UCAT SJT Professionalism: The Behaviours Examiners Reward
A consultant smells alcohol on a registrar before a Friday ward round. You're an F1. What do you do? That single scenario decides whether your SJT lands Band 1 or Band 4.
UCAT SJT Professionalism: The Behaviours Examiners Reward
A consultant smells alcohol on a registrar before a Friday morning ward round. You’re an F1 with two months of experience. The registrar is leading rounds in fifteen minutes. What do you do?
That scenario, or a near-identical one, appears in nearly every UCAT SJT question bank because it perfectly separates Band 1 candidates from Band 4 candidates. The “right” answer is not the one that feels socially comfortable. It is the one that aligns with the General Medical Council’s published professional standards. SJT is the only UCAT section where you cannot reason your way to the answer through pattern recognition. You have to know what the regulators expect.
This guide walks through what UCAT examiners reward when they say “professionalism”, how that connects to real GMC and AHPRA standards, and the worked scenarios that should be your daily diet for the next fortnight.

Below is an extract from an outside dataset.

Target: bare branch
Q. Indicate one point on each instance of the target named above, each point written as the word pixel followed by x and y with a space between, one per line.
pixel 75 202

What ‘professionalism’ means in UCAT terms
The UCAT Consortium defines four domains the SJT tests: integrity, perspective-taking, team involvement, and resilience. Professionalism is woven through all four, but in question design it usually shows up as a tension between three competing pulls: loyalty to a colleague, loyalty to a patient, and loyalty to the institution.
Examiners reward the candidate who recognises the hierarchy. Patient safety always beats colleague comfort. Honest communication always beats reputational protection. Following process always beats freelance heroics. If your gut answer is “have a quiet word and see how it goes”, you’re probably picking a “slightly appropriate” option when the scoring key wants “very appropriate”.
The Consortium’s own published practice paper makes this explicit in its rationales. Read the rationale section after every official question. That is the single highest-yield activity in SJT prep, and almost no one does it properly.
Boundaries, confidentiality, and social media
Three boundary categories come up repeatedly:
Patient confidentiality
Discussing a case in a lift, on the train, or in any space where a non-staff member could overhear is a breach. The fact that no names are used does not save you. SJT questions test this by putting two junior doctors in a tube carriage debriefing a tough shift. The correct response is to stop the conversation and continue later in a private space, even if it feels socially awkward.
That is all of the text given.